Background of the Study :
Trade liberalization has emerged as a key driver in reshaping Nigeria’s export sector over the last decade. The gradual removal of tariff and non‐tariff barriers, particularly under the framework of the ECOWAS Agreement, has been aimed at integrating Nigeria into a broader regional market. Historically, Nigeria’s export base was narrow and heavily reliant on primary commodities; however, recent policy reforms have sought to diversify export products by promoting competitive industries and encouraging private sector participation (Adesina, 2023). The ECOWAS Agreement has provided a structured platform for harmonizing trade policies across West African nations, thereby reducing trade costs and improving market access. This regional integration has spurred domestic industries to adopt improved production techniques and quality standards to meet the competitive demands of the integrated market (Bello, 2024).
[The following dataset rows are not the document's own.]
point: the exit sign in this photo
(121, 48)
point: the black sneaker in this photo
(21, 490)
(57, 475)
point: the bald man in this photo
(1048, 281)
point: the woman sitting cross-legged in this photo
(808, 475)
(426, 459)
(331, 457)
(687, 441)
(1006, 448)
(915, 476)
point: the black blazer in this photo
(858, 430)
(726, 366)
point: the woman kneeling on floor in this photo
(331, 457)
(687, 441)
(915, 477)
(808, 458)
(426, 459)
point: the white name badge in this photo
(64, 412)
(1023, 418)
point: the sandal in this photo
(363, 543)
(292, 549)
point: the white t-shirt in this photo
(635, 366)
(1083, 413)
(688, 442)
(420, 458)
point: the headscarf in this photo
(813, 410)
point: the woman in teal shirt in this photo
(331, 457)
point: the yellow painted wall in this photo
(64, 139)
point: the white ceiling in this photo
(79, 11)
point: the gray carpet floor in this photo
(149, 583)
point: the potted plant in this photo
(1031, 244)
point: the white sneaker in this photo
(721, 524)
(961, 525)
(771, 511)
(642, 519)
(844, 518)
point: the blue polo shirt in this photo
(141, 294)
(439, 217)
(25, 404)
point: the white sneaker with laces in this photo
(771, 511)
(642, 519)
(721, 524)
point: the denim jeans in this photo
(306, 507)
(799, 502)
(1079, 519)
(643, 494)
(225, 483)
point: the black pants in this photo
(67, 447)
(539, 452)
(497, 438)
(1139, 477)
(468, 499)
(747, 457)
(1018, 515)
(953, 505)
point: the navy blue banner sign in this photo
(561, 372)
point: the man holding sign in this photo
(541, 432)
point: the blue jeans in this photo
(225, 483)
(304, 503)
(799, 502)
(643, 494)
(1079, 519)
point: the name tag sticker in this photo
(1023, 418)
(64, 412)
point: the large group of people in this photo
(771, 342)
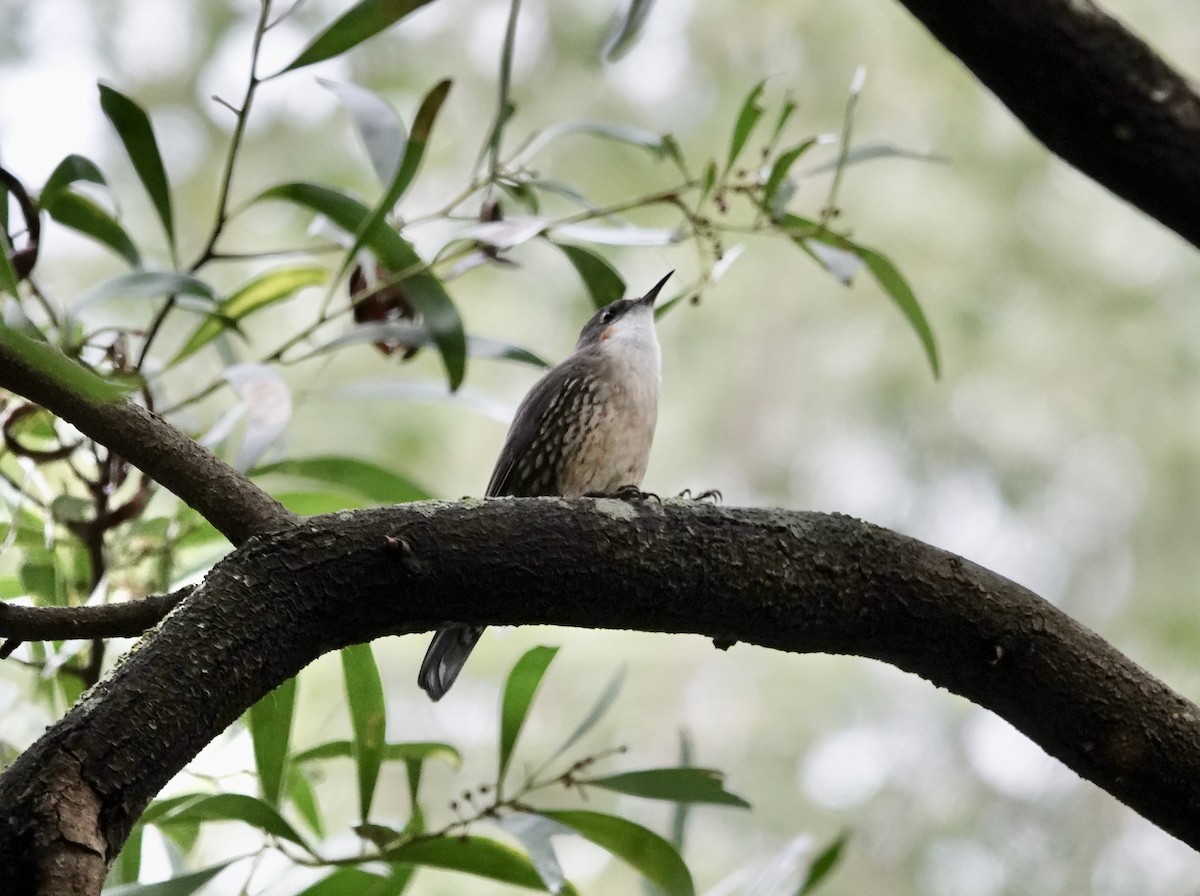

Furthermore, academic and policy circles note that liberalization has catalyzed investments in critical infrastructure and technology, both of which are essential for enhancing export performance. Empirical evidence from recent studies suggests that increased market access and reduced border controls have led to modest improvements in Nigeria’s export competitiveness, though these gains vary significantly across sectors (Okafor, 2023). Despite these advances, structural constraints such as inconsistent policy implementation, infrastructural bottlenecks, and limited access to international capital remain persistent challenges. In this context, the interplay between domestic industrial capabilities and the external pressures of global competition is pivotal in determining the true impact of trade liberalization. With a strategic emphasis on strengthening value chains, Nigeria has begun to witness changes in its export structure, shifting from low‐value raw commodities to higher value‐added products. This transformation is critical not only for increasing export revenues but also for ensuring sustainable economic growth (Akinyemi, 2025). The study, therefore, critically examines how the ECOWAS Agreement has influenced Nigeria’s export performance and competitiveness, drawing on sectoral data, policy analysis, and contemporary economic theory. Such an inquiry is essential for understanding whether liberalization has translated into tangible benefits for domestic industries and how these outcomes compare with expectations set by trade theorists and policymakers alike.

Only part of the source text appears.